The single-minded, concentrated, unstoppable political steamroller that Rabiu Musa Kwankwaso unleashed in this year’s governorship election in Kano was simply too overpowering for Ganduje and Nasir Gawuna to withstand.
As I argued in my April 01, 2023, column titled “Between Obi and Kwankwaso, Who’s the ‘Local Champion’ Now?” Kwankwaso didn’t run for president to win it. He did so to “leverage his presidential run to help his son-in-law get elected as governor of Kano State. And he achieved his goal.” He obviously learned from 2019 and was prepared for 2023.
It is significant that APC didn’t even claim to have won the majority or plurality of the votes cast during the governorship election in Kano this year. It merely invoked a welter of issues that are extraneous to the vote, which are balanced on a dubiously slender thread of legal evidence, to ask for the reversal of NNPP’s victory.

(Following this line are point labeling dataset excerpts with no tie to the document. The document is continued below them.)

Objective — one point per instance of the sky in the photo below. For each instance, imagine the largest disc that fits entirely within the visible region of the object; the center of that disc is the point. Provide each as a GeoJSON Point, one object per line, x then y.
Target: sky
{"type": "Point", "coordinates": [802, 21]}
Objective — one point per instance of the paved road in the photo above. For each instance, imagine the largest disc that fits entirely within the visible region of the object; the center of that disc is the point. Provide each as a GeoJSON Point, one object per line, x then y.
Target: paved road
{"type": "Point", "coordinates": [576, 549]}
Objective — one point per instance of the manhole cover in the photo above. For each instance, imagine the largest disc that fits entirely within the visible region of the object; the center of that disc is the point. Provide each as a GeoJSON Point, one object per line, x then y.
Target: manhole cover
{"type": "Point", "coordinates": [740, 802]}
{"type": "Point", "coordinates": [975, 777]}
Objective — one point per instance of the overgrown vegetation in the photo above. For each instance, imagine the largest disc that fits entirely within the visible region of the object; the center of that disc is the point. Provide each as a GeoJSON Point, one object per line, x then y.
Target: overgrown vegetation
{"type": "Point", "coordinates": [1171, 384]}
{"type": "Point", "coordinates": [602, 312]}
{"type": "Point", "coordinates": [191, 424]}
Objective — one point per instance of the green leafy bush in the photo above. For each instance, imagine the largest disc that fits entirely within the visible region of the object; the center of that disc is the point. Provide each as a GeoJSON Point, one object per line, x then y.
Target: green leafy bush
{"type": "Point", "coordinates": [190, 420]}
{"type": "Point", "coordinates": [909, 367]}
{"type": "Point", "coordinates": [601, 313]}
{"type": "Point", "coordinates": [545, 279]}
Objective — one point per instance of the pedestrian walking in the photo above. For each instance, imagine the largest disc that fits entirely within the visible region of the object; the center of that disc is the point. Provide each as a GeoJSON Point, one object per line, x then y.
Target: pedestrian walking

Three points constitute the nucleus of APC’s judicial challenge to the NNPP’s victory at the tribunal: that NNPP’s Abba Yusuf wasn’t a registered member of the party on whose platform he ran; that the Electoral Act was violated through “over-voting,” violence, and disenfranchisement; and that 165,663 votes for NNPP in Tarauni, a Kano local government, were invalid because they lacked INEC’s markers of authenticity, i.e., stamps, signatures, and dates.
Invalidating 165,663 votes out of NNPP’s 1,019,602 votes while leaving APC’s 890,705 votes untouched handed a dubious victory to APC by default.
It’s easy to see how APC’s victory at the tribunal will crumble like a paper bag upon appeal. First, membership of a political party is an internal matter that non-party members have no legal right to be concerned about.
In its response to APC’s challenge of Peter Obi’s qualification to run for president on the platform of Labour Party because he was not a registered member of the party as of April 30, 2022, when the party turned in its membership register to INEC, the Presidential Elections Petitions Tribunal ruled that, “The issue of membership of a political party is an internal party affair.” It dismissed APC’s challenge on the basis of this.
A May 26 Supreme Court ruling also says rival parties have no right to question the validity of the internal decisions made by other parties unless they can prove that they suffered demonstrable harm as a result of the internal decisions another party took. So, the Kano governorship election tribunal’s verdict on this issue will be as dead as a dodo upon appeal.